Pete Papaherakles
December 16, 2013
Most Americans are familiar with the phrase: The road to hell is paved with good intentions. On October 24, a respected psychology professor from California State University explained the science behind this growing phenomenon at a talk at The Occidental Quarterly (OC) dinner in Washington, D.C.
Kevin MacDonald, who is also the editor of OC and writes for its news website The Occidental Observer, calls it “pathological altruism” (PA), a relatively new concept first mentioned in scientific journals in 1984. It has not received much attention, however, until a book by that name, edited by Barbara Oakley, was published in December 2011 by Oxford University Press. The book is reviewed and the subject thoroughly explored in the 2013 summer and fall issues of OC, a conservative quarterly magazine on man, culture and politics from a Western perspective.
Ms. Oakley defines PA in this way: “Pathological altruism can be conceived as behavior in which attempts to promote the welfare of another, or others, results instead in harm that an external observer would conclude was reasonably foreseeable.”
When properly understood, PA is a scientific explanation about why people do stupid things in the false belief that they are helping others when they are only hurting themselves in the process.
The beauty of this new discovery is that it documents the evolutionary, biological and psychological causes of this disorder, which adds much needed credibility to what we all know to be a severe lack of common sense.
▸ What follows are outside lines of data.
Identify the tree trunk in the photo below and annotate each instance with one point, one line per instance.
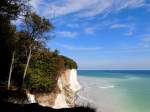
(11, 68)
(27, 65)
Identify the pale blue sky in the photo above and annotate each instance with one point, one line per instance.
(100, 34)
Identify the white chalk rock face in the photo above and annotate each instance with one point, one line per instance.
(68, 85)
(74, 84)
(60, 101)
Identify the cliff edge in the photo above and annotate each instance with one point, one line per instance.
(64, 94)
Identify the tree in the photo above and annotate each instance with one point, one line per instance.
(35, 27)
(9, 10)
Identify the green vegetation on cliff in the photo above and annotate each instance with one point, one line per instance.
(25, 62)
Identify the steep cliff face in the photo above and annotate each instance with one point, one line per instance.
(64, 94)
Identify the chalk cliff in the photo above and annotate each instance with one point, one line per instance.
(64, 94)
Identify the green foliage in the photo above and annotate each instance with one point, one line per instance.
(44, 70)
(45, 66)
(69, 63)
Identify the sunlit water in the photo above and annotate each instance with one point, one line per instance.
(116, 91)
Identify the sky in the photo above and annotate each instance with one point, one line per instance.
(100, 34)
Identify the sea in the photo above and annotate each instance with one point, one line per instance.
(115, 90)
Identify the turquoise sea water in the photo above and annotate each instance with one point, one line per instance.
(130, 88)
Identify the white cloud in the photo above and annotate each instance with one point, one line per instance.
(114, 26)
(146, 38)
(89, 30)
(84, 8)
(74, 48)
(67, 34)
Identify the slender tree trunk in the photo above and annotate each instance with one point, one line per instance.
(11, 68)
(27, 65)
Dr. MacDonald and OC have correctly characterized the disorder as what has always been referred to as “bleeding heart liberalism,” the “cult of victimhood” or plain old “white guilt tripping.”
Whites have spent trillions of dollars over the last half- century “helping” blacks here and in Africa while in both cases most blacks are no better off than they were—some say they’re worse off—and many blacks hate whites more than ever. The same can be applied to every victim cause that liberals have advocated, whether it’s illegal immigration, drug addiction or any other group portrayed as entitled to some type of special treatment.